Cincinnati Mayor John Cranley announced that the 100 MW city-led solar project will be tied to a power purchase agreement (PPA) that takes care of the upfront cost of constructing the project and will supply the city with clean power for a fixed tariff over a period of 20 years.
The agreement was facilitated by the World Resources Institute (WRI) and Rocky Mountain Institute’s Renewables Accelerator.
Power generated will be supplied to all city facilities and residents under the Cincinnati Electric Aggregation Program.
The Highland County, Ohio located project will be developed in two phases, 35 MW will come online first in December 2020, and a year later, in December 2021, the remaining 65 MW is expected to be grid connected. Electricity generated will come from over 310,000 solar panels deployed on some 1,000 acres of land covering an area as big as covering 750 football fields.

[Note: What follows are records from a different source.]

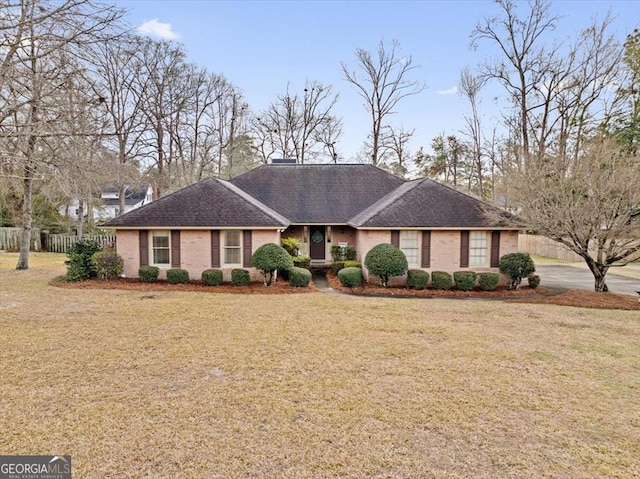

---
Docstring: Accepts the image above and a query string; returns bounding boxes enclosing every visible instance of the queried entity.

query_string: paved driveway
[536,265,640,297]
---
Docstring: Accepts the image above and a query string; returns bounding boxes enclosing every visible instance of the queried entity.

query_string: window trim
[220,230,244,268]
[398,230,422,268]
[149,230,172,269]
[468,230,491,268]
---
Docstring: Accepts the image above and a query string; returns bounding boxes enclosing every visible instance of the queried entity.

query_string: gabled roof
[349,178,505,228]
[102,185,149,206]
[230,164,405,224]
[105,178,290,228]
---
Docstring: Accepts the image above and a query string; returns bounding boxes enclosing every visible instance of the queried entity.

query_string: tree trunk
[16,173,33,269]
[76,199,84,236]
[585,258,609,293]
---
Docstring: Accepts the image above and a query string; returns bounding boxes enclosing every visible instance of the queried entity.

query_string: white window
[223,230,242,266]
[469,231,489,266]
[400,231,420,266]
[151,231,171,266]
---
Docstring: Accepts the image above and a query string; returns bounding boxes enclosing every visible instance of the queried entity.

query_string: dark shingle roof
[349,178,504,228]
[230,165,404,223]
[105,178,290,228]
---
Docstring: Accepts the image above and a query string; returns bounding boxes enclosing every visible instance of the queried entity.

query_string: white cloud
[136,18,180,40]
[436,85,458,95]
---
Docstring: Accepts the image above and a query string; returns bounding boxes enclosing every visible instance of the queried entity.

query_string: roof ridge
[220,178,291,225]
[349,178,426,226]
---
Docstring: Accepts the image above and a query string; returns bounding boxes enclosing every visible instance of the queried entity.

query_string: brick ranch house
[105,164,518,281]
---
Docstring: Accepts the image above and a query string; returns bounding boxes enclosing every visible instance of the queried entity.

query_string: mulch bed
[50,271,640,311]
[327,271,548,299]
[513,289,640,311]
[50,278,317,294]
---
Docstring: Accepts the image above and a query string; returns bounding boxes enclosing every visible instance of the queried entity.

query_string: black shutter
[211,230,220,268]
[171,230,180,268]
[242,230,251,268]
[491,231,500,268]
[422,231,431,268]
[460,231,469,268]
[138,230,149,267]
[391,230,400,248]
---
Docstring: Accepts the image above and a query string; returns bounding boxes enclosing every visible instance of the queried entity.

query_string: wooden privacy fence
[42,234,116,253]
[0,228,41,251]
[0,228,116,253]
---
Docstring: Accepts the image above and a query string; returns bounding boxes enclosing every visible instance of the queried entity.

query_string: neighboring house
[59,185,153,221]
[105,164,518,280]
[94,185,153,219]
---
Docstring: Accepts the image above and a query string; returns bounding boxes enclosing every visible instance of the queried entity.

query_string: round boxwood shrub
[331,260,344,275]
[138,266,160,283]
[407,269,429,289]
[498,253,536,289]
[202,269,222,286]
[64,240,102,281]
[338,266,362,288]
[289,267,311,288]
[431,271,453,289]
[453,271,478,291]
[251,243,293,286]
[231,268,251,286]
[478,273,500,291]
[167,268,189,284]
[364,243,409,288]
[527,274,540,289]
[91,249,124,281]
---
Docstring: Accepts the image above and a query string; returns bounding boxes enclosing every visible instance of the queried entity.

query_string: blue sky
[117,0,640,162]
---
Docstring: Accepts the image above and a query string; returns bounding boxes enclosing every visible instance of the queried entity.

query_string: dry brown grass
[0,258,640,478]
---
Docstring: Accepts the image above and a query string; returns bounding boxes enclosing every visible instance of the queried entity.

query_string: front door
[309,226,325,261]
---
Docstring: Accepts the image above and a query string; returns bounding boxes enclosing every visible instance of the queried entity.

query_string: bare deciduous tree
[506,138,640,291]
[473,0,640,291]
[0,0,123,269]
[252,81,341,164]
[458,68,487,198]
[341,40,425,166]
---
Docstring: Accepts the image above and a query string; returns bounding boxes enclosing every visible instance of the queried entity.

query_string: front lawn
[0,265,640,478]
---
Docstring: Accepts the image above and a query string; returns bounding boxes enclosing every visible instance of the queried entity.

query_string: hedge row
[138,266,311,288]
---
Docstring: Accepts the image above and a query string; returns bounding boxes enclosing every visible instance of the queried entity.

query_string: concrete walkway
[536,263,640,297]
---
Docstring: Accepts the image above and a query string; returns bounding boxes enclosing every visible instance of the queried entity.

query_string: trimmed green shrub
[407,269,429,289]
[167,268,189,284]
[251,243,293,286]
[498,253,536,289]
[527,274,540,289]
[478,273,500,291]
[453,271,478,291]
[64,240,102,281]
[342,246,357,261]
[431,271,453,290]
[331,245,356,261]
[231,268,251,286]
[364,243,409,288]
[138,266,160,283]
[91,249,124,281]
[280,237,300,256]
[331,260,344,276]
[293,256,311,269]
[289,266,311,288]
[338,267,362,288]
[202,269,222,286]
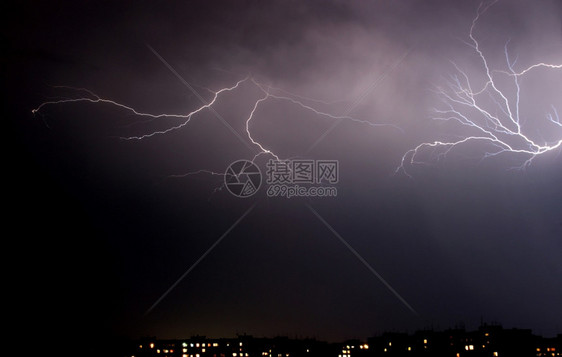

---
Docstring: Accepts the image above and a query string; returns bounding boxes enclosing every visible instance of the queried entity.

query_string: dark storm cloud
[3,0,562,348]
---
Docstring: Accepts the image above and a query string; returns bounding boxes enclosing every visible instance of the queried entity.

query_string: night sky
[2,0,562,350]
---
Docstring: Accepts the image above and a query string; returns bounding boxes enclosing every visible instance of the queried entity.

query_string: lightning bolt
[32,61,402,178]
[395,1,562,178]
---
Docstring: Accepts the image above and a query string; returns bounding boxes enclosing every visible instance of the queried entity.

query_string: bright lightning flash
[32,77,402,172]
[396,2,562,177]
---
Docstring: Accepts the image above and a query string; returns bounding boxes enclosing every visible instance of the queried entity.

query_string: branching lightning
[32,74,402,177]
[396,1,562,177]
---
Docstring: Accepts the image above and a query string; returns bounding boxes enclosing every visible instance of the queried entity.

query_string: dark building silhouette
[123,324,562,357]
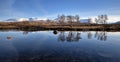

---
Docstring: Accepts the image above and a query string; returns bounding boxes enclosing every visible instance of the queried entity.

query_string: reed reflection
[95,31,107,41]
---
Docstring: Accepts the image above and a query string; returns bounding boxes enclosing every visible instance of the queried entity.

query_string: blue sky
[0,0,120,20]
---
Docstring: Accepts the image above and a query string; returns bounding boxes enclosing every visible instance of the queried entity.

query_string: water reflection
[6,36,12,40]
[0,31,120,62]
[95,31,107,41]
[58,31,107,42]
[58,31,82,42]
[23,31,29,35]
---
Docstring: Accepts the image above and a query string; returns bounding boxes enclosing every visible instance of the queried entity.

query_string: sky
[0,0,120,22]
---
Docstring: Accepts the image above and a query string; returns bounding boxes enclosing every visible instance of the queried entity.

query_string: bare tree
[75,15,80,23]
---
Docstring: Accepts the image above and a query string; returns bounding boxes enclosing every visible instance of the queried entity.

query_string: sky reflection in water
[0,31,120,62]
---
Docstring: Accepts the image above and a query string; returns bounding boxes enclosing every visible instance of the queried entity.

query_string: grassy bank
[0,21,120,31]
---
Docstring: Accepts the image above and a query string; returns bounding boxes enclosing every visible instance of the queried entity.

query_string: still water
[0,31,120,62]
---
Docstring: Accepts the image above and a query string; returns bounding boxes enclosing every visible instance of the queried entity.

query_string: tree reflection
[95,31,107,41]
[58,31,107,42]
[6,36,12,40]
[88,31,92,39]
[58,31,81,42]
[23,31,28,35]
[58,31,65,41]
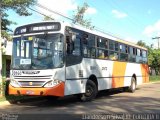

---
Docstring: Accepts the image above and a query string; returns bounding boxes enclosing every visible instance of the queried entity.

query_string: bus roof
[14,21,147,50]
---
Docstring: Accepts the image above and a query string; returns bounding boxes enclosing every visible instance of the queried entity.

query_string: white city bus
[9,22,149,101]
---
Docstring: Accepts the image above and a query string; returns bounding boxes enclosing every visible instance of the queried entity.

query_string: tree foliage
[73,3,94,29]
[0,0,36,31]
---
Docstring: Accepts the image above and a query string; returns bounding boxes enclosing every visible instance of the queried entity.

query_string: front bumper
[9,82,65,97]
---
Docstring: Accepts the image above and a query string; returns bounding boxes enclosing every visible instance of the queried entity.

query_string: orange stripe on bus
[141,64,149,83]
[9,82,64,96]
[112,62,127,88]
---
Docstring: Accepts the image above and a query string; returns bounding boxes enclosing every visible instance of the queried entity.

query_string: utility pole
[152,37,160,49]
[0,2,3,97]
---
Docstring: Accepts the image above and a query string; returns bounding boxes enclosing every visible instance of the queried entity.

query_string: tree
[73,3,94,29]
[0,0,36,31]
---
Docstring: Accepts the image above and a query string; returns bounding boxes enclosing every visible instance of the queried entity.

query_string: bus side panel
[89,59,113,90]
[65,64,87,95]
[141,64,149,83]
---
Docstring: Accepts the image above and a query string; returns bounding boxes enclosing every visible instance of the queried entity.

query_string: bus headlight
[44,80,62,87]
[10,79,20,87]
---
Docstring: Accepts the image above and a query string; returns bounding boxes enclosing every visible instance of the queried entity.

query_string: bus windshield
[12,34,64,70]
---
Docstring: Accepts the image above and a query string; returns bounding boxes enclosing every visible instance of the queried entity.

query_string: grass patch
[149,75,160,82]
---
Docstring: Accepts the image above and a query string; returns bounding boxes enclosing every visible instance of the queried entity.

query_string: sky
[7,0,160,47]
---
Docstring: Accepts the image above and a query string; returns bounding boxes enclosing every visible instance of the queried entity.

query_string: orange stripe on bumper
[112,61,127,88]
[9,82,64,97]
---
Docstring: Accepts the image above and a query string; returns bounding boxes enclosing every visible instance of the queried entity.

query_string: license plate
[26,90,34,95]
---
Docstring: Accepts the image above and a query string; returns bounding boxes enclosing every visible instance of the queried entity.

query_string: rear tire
[129,77,136,93]
[80,80,98,102]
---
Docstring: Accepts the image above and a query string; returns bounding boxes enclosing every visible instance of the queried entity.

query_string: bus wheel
[81,80,98,102]
[129,77,136,93]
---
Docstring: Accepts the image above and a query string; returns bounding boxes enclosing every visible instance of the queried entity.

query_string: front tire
[80,80,98,102]
[129,77,136,93]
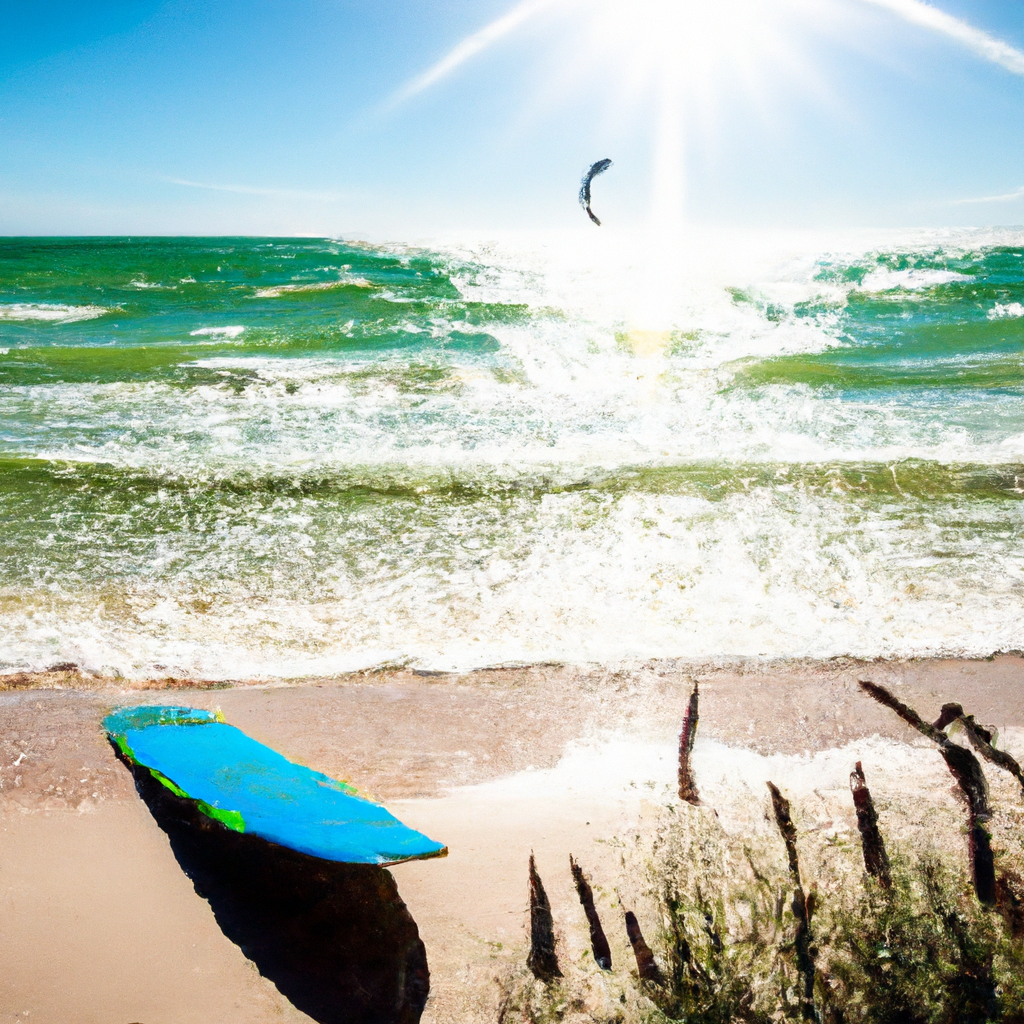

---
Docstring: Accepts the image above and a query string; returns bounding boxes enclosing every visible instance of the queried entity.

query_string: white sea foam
[188,327,246,338]
[988,302,1024,319]
[253,275,374,299]
[0,302,110,324]
[6,226,1024,678]
[860,269,971,292]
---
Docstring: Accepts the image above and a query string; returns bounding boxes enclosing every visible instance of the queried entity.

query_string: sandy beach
[6,655,1024,1024]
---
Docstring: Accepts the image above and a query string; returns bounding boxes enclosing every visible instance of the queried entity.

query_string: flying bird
[580,159,611,227]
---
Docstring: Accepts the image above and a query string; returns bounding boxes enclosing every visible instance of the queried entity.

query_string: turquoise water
[0,236,1024,678]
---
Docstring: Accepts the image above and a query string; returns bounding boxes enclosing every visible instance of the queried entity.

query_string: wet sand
[0,655,1024,1024]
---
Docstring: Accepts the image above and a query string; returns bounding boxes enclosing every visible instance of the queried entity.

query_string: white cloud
[385,0,553,108]
[865,0,1024,76]
[162,178,345,203]
[953,187,1024,206]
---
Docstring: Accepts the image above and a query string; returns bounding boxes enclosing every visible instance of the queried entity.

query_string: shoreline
[0,655,1024,1024]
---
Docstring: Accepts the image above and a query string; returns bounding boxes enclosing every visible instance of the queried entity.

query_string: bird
[580,158,611,227]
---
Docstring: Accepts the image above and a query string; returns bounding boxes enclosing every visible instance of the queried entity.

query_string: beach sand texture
[0,655,1024,1024]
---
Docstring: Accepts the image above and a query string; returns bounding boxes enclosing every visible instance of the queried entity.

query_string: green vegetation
[502,808,1024,1024]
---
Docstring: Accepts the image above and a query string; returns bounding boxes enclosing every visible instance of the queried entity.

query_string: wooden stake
[569,853,611,971]
[850,761,893,889]
[526,853,562,982]
[679,683,700,806]
[768,782,820,1022]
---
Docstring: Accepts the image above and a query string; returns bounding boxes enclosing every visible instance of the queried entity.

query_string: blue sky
[0,0,1024,240]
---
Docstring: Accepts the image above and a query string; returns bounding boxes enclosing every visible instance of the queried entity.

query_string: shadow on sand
[121,765,430,1024]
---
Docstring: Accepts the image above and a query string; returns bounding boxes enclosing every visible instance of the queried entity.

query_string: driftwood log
[626,910,663,984]
[859,679,991,905]
[526,854,562,982]
[850,761,892,889]
[569,853,611,971]
[768,782,820,1022]
[679,683,700,806]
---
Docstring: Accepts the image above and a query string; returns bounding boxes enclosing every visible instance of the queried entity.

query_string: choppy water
[0,234,1024,677]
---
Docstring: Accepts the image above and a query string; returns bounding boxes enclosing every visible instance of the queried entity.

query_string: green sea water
[0,236,1024,678]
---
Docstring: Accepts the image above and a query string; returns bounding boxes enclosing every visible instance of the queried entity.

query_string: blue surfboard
[103,706,447,864]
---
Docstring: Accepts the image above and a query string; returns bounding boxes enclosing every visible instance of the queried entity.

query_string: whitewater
[0,231,1024,679]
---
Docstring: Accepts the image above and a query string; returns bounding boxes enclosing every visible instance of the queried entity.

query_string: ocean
[6,233,1024,679]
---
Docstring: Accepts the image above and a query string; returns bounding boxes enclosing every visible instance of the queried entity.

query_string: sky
[0,0,1024,235]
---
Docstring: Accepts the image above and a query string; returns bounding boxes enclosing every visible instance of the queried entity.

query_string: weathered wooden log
[959,715,1024,790]
[859,679,995,905]
[768,782,820,1022]
[569,853,611,971]
[626,910,663,984]
[526,853,562,982]
[850,761,892,889]
[679,683,700,806]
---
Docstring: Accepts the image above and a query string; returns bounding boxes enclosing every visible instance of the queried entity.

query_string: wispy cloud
[951,186,1024,206]
[865,0,1024,76]
[384,0,554,110]
[161,178,346,203]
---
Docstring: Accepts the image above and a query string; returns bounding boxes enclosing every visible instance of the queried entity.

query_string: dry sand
[0,655,1024,1024]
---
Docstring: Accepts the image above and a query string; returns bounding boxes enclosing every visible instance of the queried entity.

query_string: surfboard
[103,706,447,864]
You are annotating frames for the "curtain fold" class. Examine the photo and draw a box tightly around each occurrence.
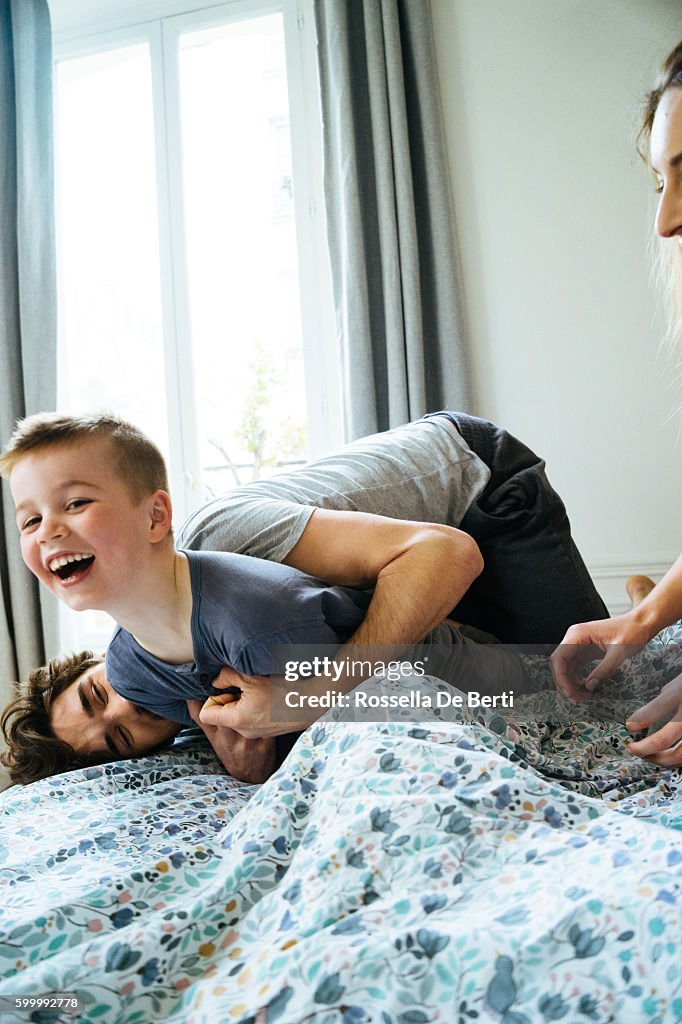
[0,0,56,707]
[315,0,470,439]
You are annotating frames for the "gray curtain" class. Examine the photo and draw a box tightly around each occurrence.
[0,0,56,706]
[315,0,470,438]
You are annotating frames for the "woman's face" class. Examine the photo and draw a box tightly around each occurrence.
[651,86,682,240]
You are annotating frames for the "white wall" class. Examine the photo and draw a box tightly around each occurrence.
[431,0,682,608]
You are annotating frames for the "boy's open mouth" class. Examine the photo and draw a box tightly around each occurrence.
[48,555,94,581]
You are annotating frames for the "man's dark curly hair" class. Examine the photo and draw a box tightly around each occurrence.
[0,650,102,783]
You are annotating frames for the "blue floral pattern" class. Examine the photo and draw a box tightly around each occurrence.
[0,638,682,1024]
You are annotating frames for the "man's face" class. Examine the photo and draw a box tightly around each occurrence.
[50,662,180,759]
[9,439,159,614]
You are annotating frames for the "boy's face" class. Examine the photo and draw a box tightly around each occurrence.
[50,662,180,758]
[9,438,161,612]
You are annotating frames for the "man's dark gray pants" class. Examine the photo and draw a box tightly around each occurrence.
[430,413,608,644]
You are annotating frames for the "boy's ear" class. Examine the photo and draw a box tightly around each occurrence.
[150,490,173,544]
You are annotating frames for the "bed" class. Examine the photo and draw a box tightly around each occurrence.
[0,627,682,1024]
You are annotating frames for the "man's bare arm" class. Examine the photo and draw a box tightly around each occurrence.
[187,700,278,782]
[285,509,483,643]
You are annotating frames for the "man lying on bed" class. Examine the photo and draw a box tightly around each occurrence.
[4,414,606,781]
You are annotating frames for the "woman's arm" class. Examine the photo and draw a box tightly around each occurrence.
[551,555,682,701]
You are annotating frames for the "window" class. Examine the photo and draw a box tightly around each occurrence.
[52,0,342,647]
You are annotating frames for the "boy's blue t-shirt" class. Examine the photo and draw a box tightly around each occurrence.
[106,551,372,725]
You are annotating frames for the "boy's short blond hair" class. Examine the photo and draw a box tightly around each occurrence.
[0,413,168,502]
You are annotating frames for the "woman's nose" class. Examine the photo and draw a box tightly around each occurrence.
[656,184,682,239]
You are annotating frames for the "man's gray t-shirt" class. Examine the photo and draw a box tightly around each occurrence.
[178,416,491,562]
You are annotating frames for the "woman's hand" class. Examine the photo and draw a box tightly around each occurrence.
[626,675,682,766]
[187,700,276,782]
[550,611,654,703]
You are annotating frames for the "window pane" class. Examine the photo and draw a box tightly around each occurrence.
[57,45,168,451]
[56,45,168,643]
[179,14,307,497]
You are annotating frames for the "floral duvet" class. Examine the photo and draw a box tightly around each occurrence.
[0,634,682,1024]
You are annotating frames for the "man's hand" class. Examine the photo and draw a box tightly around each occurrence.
[285,509,483,644]
[187,697,276,782]
[550,612,651,703]
[626,675,682,766]
[200,669,319,740]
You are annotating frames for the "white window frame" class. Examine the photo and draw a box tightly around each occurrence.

It is equivalent to keeping 157 million pounds of coal in the ground every year, stated the Mayor’s office.
To construct the project, the Cincinnati state will collaborate with the International Brotherhood of Electrical Workers (IBEW) Local.
“Cincinnati was selected as a winner in the American Cities Climate Challenge because of Mayor Cranley’s commitment to ambitious and impactful climate solutions – solutions which not only reduce carbon emissions, but also protect public health and create jobs,” said Antha Williams, head of environmental programs at Bloomberg Philanthropies. “This offsite renewable deal is the latest example of Cincinnati’s ambition turned into achievement.”
In November 2019, a 223.5 MW solar plant in Florida was backed by 12 municipal utilities that called it the ‘largest municipal-backed solar project in the US’ with plans to expand it to 375 MW by 2023 (see 12 Florida Municipal Utilities For 223.5 MW PV Project).